Dig: Harry Spike | Curated by Eva Karkut-Law
Cob Gallery presents Dig, the debut solo exhibition by Harry Spike curated by Eva Karkut-Law.
The title Dig refers to the physical act of digging, which is rooted in the landscapes of the Peak District, England, where Spike was born and raised. Its ever-changing terrain, folklore, and history are recurring sources of inspiration for him. Stone circles and Bronze Age burial mounds are scattered across these rolling hills, bearing witness to centuries of human intervention. Place names lend titles to Spike’s work, such as Hob Hurst’s House and Dove Holes, sites once shaped by excavation now function as visual and conceptual backdrops within his paintings. The show’s title also references Carl Jung’s “digging method,” a meditative approach to exploring the unconscious through guided visualization, where a person is encouraged to traverse through doors, tunnels, and caves to navigate inner psychological landscapes. Within Spike’s practice, these physical and psychological forms of digging converge. His work reflects an ongoing excavation of place, memory, and inner experience, populated by figures that both rest on the picture plane and bleed into the landscape: crouching, kneeling, and reaching toward the earth, encased in caskets or being prepared for burial.
Spike states, “Rather than being a premeditated focus of inquiry, themes and motifs of digging gradually surfaced throughout the process. As I began to realise the direction the works were asking me to go—which happened to be back up north, to the landscape in which I was raised—I allowed it to grow, giving permission for this imagery to enter new pieces.”
There is a distinct narrative element to Spike’s work, he takes inspiration from personal experiences, local myths, his dream journals and even snippets of overheard conversation. By painting or drawing aspects of these stories, Spike isolates and focuses on the themes and imagery of his own life. He also takes visual language from art historical narrative based paintings like Early Renaissance altarpieces and the murals of the Ellora and Ajanta caves. These combined narrative elements lend a storyboard-like quality to Spike’s work, drawings that when viewed sequentially provoke the eye to seek a linear narrative that ultimately remains elusive. Instead the works operate through a crossing over of time and experiences.
Materials and surfaces are pushed and played with by Spike. Using gouache, ink, pastel, acrylics, and oils on paper, board, and canvas - he employs a process of addition and erasure to create a gradual build-up of form, light, and color. Layers of paint are applied and then scraped off leaving a ghostly wash of colour. Conte crayons are used like watercolors and paintbrushes like colored pencils, resulting in a creative practice firmly rooted in drawing.

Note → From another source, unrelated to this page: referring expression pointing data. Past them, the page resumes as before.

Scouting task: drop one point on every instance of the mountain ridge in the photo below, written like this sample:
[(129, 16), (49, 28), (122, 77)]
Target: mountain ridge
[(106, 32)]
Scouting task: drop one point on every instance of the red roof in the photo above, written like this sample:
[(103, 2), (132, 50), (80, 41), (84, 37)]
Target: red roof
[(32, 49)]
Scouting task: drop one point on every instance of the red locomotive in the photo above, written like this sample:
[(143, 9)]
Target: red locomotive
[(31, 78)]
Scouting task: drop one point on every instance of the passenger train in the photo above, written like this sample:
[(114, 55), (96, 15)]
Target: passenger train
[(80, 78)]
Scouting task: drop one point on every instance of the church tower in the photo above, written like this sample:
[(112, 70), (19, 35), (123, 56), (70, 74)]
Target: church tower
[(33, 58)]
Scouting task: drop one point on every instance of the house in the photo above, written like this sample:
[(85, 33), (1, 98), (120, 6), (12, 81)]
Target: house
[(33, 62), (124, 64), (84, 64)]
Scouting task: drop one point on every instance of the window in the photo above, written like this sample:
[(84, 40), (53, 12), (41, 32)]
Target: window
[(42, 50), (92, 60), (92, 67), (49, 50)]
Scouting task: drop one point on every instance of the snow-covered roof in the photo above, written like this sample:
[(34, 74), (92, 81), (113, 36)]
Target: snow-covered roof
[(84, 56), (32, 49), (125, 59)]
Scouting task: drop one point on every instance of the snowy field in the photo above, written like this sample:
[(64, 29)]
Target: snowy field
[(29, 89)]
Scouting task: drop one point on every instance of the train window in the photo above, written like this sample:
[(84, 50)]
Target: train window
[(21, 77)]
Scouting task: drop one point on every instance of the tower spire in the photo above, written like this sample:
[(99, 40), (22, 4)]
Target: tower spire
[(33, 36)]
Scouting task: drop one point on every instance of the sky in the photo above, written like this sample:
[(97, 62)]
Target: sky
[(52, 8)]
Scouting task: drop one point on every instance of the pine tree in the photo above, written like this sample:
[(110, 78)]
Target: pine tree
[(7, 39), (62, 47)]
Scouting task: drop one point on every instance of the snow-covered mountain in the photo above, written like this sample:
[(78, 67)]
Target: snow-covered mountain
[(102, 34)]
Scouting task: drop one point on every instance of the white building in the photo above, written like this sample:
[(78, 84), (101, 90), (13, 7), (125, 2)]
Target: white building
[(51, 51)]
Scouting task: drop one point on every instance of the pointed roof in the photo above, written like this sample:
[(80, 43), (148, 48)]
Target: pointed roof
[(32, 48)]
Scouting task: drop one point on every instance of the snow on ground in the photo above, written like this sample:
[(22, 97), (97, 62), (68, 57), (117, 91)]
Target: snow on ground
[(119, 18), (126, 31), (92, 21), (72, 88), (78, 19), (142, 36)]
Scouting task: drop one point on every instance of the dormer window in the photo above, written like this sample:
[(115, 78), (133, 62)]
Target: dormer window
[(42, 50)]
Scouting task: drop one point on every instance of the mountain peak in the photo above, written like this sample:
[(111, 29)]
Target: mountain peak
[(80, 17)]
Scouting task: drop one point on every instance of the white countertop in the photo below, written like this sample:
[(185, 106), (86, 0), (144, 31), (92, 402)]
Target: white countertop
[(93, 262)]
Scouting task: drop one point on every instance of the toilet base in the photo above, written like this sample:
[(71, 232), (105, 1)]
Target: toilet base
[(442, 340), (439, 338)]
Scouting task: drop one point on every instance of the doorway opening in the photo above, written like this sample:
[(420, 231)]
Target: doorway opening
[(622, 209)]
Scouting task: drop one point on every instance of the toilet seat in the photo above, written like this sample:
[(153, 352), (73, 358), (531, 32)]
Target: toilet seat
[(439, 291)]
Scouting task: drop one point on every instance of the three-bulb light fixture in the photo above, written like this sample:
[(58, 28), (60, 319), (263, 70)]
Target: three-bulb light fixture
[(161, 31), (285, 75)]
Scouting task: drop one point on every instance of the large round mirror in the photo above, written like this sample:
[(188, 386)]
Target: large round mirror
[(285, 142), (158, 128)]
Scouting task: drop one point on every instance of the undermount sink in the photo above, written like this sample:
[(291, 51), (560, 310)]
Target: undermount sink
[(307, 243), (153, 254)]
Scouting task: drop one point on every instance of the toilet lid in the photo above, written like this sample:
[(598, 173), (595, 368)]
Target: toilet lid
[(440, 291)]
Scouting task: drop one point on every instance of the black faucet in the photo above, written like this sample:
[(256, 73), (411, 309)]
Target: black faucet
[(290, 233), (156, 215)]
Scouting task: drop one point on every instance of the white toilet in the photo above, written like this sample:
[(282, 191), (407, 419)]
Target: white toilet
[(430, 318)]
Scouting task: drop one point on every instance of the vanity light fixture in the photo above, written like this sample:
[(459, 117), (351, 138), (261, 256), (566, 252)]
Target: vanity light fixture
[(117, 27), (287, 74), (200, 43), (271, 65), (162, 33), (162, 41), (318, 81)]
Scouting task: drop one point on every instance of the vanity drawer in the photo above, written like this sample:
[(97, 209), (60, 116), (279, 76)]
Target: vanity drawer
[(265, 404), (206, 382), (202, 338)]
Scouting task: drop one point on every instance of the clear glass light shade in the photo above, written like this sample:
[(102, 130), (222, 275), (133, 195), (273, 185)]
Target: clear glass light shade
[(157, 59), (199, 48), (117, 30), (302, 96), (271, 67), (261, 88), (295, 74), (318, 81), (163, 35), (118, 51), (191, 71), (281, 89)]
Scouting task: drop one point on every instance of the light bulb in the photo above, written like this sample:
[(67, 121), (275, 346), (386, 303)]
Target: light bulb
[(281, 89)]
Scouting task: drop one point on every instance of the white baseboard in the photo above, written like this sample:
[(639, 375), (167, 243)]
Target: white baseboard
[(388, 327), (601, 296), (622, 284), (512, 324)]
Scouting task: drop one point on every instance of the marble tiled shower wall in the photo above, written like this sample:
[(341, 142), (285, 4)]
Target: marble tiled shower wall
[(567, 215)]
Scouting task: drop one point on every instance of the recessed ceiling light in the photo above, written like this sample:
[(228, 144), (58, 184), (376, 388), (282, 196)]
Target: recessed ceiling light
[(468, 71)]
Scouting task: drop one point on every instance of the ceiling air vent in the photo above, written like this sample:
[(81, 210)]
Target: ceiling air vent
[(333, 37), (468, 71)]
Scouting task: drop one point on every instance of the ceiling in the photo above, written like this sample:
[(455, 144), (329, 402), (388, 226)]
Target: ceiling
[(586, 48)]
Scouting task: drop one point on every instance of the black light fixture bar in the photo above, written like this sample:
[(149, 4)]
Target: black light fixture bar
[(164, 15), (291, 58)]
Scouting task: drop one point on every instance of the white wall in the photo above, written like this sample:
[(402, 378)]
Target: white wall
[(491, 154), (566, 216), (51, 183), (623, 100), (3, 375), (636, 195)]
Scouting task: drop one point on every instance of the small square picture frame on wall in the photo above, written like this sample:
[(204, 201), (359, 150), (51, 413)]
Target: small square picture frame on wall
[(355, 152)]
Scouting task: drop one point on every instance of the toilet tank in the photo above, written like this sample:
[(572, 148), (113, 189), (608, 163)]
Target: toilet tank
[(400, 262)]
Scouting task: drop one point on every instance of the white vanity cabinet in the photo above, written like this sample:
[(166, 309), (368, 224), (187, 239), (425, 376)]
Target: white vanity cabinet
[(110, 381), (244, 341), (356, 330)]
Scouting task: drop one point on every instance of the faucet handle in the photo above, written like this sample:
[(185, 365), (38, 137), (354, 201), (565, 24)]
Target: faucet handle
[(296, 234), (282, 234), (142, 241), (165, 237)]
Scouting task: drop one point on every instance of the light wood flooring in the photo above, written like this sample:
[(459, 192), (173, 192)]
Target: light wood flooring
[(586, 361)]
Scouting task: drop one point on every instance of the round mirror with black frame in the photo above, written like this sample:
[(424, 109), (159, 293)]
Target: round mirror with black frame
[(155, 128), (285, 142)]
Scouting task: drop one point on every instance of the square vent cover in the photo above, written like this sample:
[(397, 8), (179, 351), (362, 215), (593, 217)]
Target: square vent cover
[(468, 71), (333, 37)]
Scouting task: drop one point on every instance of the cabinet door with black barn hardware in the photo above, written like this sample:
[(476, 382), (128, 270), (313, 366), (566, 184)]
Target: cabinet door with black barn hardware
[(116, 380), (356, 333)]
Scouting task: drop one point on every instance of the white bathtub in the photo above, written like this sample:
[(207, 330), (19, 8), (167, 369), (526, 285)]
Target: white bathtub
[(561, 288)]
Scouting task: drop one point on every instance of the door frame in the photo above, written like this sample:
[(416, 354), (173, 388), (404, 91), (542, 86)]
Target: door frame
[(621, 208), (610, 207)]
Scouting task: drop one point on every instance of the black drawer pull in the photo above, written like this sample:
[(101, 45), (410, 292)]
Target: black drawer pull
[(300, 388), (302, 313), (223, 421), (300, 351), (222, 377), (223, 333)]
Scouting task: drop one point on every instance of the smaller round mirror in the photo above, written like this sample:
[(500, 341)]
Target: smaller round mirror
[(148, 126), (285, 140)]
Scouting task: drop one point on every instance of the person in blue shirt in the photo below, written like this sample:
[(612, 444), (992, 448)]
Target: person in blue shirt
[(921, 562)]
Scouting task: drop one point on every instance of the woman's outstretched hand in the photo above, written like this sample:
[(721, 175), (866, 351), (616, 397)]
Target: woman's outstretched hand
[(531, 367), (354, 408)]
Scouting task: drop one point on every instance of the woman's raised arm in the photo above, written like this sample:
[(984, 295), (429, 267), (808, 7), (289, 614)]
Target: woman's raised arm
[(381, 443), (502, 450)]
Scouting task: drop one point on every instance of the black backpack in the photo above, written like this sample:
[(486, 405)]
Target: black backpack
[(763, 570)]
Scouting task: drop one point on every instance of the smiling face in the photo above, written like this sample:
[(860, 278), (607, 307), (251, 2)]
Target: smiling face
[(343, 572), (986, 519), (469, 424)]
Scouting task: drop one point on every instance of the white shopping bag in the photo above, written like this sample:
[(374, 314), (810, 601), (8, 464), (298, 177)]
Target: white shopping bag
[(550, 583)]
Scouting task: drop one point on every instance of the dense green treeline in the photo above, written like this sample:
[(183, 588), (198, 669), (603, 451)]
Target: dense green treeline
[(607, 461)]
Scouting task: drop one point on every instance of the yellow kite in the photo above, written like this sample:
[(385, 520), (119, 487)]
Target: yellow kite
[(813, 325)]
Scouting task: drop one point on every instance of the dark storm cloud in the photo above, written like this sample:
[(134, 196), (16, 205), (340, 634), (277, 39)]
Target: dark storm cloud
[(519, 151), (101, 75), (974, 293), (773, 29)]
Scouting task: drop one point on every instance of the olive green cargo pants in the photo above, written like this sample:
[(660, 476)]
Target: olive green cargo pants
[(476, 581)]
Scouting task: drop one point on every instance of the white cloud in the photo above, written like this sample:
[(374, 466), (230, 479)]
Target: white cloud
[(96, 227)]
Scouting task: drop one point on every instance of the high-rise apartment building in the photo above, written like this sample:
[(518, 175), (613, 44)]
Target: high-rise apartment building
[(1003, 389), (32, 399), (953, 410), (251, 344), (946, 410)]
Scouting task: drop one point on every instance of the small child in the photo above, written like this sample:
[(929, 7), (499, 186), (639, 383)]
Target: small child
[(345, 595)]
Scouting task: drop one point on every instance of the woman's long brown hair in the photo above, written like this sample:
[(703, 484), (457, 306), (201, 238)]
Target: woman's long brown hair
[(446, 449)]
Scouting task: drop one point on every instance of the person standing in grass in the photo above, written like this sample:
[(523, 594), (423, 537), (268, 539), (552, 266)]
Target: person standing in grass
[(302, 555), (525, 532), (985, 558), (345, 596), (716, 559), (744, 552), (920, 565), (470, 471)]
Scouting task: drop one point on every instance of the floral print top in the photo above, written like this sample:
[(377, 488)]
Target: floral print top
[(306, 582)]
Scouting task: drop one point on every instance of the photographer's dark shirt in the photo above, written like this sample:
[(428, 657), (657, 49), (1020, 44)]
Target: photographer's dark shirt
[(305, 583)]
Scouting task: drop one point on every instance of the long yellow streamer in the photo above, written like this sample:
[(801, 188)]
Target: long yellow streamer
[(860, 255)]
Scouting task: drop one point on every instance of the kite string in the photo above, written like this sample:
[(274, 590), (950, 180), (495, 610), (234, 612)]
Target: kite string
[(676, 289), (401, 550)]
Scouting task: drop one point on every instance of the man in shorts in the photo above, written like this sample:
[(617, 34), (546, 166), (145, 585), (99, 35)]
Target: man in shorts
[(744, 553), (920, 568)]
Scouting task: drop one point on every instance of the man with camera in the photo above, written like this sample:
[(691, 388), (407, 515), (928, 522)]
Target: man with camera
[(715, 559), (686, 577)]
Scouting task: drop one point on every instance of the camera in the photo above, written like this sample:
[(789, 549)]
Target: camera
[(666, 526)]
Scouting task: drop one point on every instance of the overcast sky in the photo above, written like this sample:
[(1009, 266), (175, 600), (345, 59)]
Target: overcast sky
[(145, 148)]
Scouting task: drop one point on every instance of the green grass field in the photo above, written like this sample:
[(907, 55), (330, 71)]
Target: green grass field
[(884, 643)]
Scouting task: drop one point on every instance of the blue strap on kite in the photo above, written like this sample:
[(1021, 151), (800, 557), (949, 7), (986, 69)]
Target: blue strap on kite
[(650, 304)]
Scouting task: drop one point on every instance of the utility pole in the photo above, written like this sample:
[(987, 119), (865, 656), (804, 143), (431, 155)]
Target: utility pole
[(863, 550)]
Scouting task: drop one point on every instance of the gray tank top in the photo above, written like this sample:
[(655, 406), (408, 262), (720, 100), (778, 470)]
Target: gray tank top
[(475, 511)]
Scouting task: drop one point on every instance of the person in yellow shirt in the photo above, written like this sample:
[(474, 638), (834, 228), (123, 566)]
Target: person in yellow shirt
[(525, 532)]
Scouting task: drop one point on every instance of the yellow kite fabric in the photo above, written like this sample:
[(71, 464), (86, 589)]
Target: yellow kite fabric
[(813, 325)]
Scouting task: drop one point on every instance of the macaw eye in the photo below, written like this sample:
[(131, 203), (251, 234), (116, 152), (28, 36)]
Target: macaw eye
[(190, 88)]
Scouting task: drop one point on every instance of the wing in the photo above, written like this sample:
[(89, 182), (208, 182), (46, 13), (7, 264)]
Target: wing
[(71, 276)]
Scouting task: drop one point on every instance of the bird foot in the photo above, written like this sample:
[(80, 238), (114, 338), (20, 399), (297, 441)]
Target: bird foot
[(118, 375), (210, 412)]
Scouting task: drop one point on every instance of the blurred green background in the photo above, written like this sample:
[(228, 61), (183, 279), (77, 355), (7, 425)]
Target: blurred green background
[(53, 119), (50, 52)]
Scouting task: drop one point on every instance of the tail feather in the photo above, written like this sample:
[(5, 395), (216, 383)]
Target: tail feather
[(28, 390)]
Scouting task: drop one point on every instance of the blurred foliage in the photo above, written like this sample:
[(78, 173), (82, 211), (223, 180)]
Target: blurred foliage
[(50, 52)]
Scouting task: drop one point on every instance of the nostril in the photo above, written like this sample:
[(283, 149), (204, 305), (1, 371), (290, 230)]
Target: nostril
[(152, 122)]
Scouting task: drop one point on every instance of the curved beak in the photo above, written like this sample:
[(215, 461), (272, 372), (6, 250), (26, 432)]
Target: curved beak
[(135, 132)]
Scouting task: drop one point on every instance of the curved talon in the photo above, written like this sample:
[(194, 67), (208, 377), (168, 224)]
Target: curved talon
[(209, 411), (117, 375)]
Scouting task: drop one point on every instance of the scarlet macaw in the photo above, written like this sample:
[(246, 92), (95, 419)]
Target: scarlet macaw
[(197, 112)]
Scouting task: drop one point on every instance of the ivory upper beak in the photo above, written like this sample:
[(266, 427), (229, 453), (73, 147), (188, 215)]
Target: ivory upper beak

Spike’s sexuality and queer identity are deeply embedded in the work he produces, becoming particularly evident in pieces such as Halve It, Then Halve it Again and After Piero. The latter reimagines the composition of Piero della Francesca’s The Resurrection through a distinctly queer lens. The male figures are depicted nude, repositioned in more relaxed, intimate poses. By reinterpreting one of Spike’s biggest artistic influences, he engages with art history by asserting a more personal and contemporary perspective on desire and identity. Spike says that if Halve it, Then Halve it Again is at the rave, then After Piero is at the afters, recovering from the night surrounded by new friends.
A similar tenderness is felt in Icarus’ Wheel, which is built up of thin layers of acrylic, created by scumbling dry veils of colour one over another. The work takes inspiration from the composition and subject matter of Herbert Draper’s The Lament for Icarus. A print of this painting hung above the fireplace in Spike’s childhood home. The original painting of the muscular, semi-nude young man carried latent homoeroticism for Spike as a boy, establishing it as the first painting he truly spent time with and felt connected to. Icarus’ Wheel depicts a male figure viewed from above, lying on his back in a manner that creates a sense of vulnerability and intimacy between the subject and the viewer. The figure is now depicted with a smile on his face, radiating self-contentment. Perhaps this time he has not fallen to his death, but has landed with both feet firmly on the ground.
Eva Karkut-Law (b. 1998, London, UK) earned a BA in Fine Art and Curating from Manchester School of Art in 2021 and now lives and works in London. Previous exhibitions Karkut-Law has curated include Half Pints, Full Talent at the French House in 2025 and Im/Material at The Chapel in St Margaret’s House in 2024.